My wife had to have an emergency C-section the first time around when they lost the heartbeat on our first baby, so we've stuck with planned C-sections - so yes, we are somewhat constrained in terms of our choices there.


Maybe we're living in a failed society if we cannot provide the basic, bare minimum of pregnancy care for women. Like I assume you're the same kind of person that would be equally baffled as to why the fertility rate has been going down and can't connect the two dots. As well as the child mortality rate in the US skyrocketing.


Many would say thats not rational


> Rational people do it at home all the time to this day.

I had to read again 3 times. Are you serious?

If there is any complication, you're risking 2 lives.


Father of 3 here, first two were home births, the third had complications and ended up being a hospital birth. I was initially skeptical for the same reasons but the first meeting with the midwife convinced me that they were taking every precaution and had the training to deal with whatever might come up.

The majority of births are simple if you let them be and the midwives go to great lengths to make sure the conditions are right for a successful event. In the case of our third we hit some conditions leading up to the delivery date that disqualified us for a home birth so we seamlessly transitioned into the hospital system (where the midwife still delivered the baby)


Is this mindset the cause of US skyrocketing child mortality?


ikr.

They rather try their luck at home than leverage a thousand years of medical research that culminates in hospitals.

Not once but 3 times. I'd be pissed knowing my parents put me through such unnecessary risk.


Home birth is absolutely a rational choice in many cases. The author had a very strong reason to require hospital birth but in scenarios with lower risk it is safer in some respects to avoid the hospital.

It will still cost you 5 - 10k for a good midwife and you'll still want to be insured in case you need to transfer. So it only knocks off 5-10k from the total.


Why are you paying to give birth at home when there's a hospital right there, that has all the equipment in case anything goes sideways?


The two biggest benefits are reduction of iatrogenic harm and comfort for the mother delivering.
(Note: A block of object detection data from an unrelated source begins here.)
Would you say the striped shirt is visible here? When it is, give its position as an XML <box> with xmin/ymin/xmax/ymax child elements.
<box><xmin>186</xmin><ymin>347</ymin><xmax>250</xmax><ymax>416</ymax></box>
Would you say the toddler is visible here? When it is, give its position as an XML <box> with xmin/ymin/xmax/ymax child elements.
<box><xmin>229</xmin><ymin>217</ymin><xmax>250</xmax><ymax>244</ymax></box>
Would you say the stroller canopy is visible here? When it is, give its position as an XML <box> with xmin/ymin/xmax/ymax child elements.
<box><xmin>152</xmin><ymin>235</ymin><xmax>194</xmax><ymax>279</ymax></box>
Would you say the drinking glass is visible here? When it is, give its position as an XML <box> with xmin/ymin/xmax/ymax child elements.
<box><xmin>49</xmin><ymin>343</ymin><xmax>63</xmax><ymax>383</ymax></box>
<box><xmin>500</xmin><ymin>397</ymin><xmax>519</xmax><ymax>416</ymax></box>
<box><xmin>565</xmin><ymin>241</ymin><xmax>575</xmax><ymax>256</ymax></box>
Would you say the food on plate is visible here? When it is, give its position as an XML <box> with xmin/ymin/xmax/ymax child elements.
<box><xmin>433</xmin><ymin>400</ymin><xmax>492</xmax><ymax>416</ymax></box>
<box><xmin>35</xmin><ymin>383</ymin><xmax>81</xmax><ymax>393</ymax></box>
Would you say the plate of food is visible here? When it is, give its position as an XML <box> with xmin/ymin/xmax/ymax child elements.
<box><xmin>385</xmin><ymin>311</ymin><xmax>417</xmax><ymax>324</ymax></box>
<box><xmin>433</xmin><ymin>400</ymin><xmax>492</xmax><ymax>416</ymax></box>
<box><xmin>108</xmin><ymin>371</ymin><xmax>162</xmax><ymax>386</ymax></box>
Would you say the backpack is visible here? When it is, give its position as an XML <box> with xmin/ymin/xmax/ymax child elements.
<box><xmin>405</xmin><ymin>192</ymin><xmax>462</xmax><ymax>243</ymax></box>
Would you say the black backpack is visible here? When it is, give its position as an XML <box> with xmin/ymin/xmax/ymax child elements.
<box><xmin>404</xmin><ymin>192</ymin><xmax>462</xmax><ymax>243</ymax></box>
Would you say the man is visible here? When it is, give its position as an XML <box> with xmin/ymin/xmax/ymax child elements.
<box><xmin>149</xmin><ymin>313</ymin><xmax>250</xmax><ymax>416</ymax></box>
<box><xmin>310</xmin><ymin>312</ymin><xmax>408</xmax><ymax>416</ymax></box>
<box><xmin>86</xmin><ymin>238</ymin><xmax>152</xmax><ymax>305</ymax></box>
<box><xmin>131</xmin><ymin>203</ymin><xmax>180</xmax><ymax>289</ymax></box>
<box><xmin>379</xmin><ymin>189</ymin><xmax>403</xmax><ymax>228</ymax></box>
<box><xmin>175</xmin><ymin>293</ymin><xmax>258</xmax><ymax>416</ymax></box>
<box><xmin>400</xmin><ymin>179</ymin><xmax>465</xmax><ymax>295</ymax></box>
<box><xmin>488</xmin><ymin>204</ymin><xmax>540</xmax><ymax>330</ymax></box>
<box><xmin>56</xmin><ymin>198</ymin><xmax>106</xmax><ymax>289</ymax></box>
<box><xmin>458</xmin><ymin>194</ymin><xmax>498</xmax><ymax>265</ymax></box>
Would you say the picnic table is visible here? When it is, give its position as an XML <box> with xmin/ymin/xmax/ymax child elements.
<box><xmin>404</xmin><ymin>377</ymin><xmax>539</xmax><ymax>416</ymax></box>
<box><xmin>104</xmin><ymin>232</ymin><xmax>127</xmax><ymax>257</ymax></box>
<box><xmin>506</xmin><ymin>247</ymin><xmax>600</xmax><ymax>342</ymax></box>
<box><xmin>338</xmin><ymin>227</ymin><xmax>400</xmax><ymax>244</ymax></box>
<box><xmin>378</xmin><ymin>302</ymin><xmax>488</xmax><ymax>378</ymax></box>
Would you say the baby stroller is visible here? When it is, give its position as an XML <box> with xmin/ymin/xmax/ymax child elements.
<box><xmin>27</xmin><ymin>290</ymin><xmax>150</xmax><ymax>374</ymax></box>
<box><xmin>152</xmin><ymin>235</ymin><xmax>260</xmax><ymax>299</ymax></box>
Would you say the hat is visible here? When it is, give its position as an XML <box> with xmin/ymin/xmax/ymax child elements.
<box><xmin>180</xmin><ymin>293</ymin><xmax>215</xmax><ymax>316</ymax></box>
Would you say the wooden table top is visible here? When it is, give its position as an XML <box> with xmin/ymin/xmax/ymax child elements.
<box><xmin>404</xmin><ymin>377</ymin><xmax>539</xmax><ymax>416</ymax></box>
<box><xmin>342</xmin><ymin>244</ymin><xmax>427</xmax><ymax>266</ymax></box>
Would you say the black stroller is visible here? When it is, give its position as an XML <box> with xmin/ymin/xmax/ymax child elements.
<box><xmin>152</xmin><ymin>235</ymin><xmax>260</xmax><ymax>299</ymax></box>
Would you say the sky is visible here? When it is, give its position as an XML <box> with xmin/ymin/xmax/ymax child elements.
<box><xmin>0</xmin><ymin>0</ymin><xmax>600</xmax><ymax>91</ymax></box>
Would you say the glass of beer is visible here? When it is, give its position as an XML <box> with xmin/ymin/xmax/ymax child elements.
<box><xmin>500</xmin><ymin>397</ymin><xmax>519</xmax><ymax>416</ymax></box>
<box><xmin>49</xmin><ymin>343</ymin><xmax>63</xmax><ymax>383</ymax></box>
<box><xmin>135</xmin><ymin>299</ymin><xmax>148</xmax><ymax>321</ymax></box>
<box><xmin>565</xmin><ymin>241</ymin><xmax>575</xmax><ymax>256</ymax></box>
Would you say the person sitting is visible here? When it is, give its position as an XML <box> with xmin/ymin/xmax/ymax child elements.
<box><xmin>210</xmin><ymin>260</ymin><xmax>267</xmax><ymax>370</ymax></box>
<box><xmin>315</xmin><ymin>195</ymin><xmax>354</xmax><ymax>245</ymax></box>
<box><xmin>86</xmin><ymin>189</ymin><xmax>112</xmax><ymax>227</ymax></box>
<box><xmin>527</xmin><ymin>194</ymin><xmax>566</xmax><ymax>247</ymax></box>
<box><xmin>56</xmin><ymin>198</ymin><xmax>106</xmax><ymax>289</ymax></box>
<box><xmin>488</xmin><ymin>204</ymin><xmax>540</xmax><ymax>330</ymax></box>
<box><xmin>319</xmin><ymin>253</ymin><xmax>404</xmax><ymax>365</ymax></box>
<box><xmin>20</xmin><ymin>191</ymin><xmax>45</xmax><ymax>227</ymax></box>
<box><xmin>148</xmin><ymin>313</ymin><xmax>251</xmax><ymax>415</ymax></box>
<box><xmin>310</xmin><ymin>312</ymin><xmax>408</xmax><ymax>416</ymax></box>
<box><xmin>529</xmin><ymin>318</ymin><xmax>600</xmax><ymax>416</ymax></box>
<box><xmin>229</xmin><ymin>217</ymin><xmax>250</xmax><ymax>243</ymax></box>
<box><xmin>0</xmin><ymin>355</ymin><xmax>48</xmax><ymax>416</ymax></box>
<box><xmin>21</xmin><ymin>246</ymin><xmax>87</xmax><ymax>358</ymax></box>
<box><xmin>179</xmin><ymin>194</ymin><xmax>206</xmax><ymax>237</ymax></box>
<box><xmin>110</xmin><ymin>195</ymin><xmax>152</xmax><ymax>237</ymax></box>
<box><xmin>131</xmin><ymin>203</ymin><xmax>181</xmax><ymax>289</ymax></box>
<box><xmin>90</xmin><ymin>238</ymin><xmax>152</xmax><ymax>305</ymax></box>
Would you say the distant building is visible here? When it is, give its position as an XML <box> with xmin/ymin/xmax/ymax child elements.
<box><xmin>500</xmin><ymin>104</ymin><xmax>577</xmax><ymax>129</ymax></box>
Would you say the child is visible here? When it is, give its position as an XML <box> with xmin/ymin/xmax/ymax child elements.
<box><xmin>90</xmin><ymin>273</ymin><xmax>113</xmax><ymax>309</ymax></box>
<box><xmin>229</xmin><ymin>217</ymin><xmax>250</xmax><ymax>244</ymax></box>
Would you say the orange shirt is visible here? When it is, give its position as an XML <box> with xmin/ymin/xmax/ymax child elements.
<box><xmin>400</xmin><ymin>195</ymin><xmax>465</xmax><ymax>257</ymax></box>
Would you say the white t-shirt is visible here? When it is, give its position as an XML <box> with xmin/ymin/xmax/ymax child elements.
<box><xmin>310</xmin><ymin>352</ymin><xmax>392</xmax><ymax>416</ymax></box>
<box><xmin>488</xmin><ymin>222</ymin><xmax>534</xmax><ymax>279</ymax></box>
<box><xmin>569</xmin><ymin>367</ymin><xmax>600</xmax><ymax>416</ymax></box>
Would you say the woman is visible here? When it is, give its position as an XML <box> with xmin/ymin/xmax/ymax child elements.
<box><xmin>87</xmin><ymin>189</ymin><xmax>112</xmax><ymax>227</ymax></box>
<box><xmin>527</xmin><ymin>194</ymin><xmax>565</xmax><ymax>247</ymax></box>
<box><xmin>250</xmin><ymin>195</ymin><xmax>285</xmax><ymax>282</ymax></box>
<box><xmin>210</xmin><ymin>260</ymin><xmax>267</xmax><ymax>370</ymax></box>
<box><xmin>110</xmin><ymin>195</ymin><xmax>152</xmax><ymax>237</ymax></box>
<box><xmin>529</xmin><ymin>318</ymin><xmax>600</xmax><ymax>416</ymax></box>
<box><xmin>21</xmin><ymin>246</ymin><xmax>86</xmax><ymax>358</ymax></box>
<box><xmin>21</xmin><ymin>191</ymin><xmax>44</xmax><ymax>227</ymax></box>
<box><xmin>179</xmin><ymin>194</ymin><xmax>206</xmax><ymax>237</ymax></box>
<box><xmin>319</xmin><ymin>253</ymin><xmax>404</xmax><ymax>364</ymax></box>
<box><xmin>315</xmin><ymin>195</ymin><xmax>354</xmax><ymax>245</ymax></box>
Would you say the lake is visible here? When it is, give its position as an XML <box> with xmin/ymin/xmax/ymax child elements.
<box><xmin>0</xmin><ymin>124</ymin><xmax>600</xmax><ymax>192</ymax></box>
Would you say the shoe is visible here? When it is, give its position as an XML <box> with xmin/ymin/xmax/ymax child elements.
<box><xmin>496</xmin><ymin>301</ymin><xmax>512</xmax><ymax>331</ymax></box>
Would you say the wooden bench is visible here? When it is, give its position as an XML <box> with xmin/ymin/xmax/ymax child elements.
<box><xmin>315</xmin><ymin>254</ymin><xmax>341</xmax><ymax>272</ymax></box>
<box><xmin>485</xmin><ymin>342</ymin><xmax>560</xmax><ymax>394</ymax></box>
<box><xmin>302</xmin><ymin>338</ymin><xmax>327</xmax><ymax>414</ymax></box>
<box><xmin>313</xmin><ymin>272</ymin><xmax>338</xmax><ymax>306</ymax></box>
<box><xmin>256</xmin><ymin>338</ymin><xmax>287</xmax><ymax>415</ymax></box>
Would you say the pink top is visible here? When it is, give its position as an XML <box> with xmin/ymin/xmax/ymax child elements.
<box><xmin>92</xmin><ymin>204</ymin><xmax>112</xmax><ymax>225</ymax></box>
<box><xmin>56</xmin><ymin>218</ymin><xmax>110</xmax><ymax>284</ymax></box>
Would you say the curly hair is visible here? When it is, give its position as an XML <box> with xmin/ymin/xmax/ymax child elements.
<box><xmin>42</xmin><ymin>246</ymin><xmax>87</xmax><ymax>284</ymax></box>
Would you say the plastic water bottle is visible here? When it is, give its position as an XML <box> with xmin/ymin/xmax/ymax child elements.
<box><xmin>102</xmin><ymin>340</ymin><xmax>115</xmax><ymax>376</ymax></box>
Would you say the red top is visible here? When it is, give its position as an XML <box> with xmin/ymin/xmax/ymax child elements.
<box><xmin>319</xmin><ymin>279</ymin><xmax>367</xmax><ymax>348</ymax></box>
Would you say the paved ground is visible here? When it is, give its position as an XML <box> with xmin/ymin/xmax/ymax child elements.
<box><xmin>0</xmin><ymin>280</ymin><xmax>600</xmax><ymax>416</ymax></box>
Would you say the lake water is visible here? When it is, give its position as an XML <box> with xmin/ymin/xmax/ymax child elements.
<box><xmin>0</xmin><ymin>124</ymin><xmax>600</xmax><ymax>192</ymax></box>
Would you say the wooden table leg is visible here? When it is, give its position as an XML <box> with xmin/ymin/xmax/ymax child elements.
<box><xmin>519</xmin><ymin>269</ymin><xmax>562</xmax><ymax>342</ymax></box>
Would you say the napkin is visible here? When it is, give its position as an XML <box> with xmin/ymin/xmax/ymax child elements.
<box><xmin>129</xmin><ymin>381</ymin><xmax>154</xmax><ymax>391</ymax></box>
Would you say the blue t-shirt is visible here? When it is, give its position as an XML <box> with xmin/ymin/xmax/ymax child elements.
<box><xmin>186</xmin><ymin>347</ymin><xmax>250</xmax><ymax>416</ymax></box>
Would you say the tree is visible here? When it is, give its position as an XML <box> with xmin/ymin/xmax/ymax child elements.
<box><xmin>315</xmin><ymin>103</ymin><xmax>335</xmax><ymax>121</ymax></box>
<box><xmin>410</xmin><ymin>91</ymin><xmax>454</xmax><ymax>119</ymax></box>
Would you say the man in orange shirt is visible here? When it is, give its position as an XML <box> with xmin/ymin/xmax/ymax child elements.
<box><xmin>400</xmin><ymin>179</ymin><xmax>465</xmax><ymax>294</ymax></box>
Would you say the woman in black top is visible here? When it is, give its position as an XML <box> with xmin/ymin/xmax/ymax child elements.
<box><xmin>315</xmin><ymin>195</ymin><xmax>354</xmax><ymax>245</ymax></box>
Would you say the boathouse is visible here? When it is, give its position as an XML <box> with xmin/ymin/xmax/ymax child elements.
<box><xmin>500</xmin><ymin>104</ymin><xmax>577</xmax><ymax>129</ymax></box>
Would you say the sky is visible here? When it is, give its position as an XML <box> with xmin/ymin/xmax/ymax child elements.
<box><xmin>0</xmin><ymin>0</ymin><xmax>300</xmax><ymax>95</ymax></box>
Midwives are medical professionals who have the equipment and expertise to intervene in the most common scenarios that require it.


Okay, that's a fairly interesting take on it.

So - no pain relief, and if anything goes even a tiny bit sideways you just throw your hands up and expect to lose both the mother and child?

And you actually pay for this?


Pain relief is a major reason to go to a hospital. There is no safe way to get pain relief in a home birth. It is obviously a very personal choice.

> if anything goes even a tiny bit sideways you just throw your hands up and expect to lose both the mother and child

Of course not. This wrong in two important ways. Midwives are medical professionals. They can administer medicine. Most notably they can administer Pitocin to stop hemorrhage after the placenta is delivered. This is the most common cause of maternal death during labor.

The other way this is wrong is it ignores the option of transferring to a hospital in an emergency. Midwives assess medical risk and can make the call to transfer. Delivering mothers who are overwhelmed can also make the call.

> And you actually pay for this?

The midwife model of care has many advantages over common OBGYN practices. As one example midwives are often delivering 2-3 babies a month instead of many every day. As another example the person delivering your baby is someone you have actually met before and have built a rapport with. Some hospitals try to make this happen with doctors but it is commonly not the case.

Overall the tradeoff is worth it to many people -- it's about 1% of births in the US.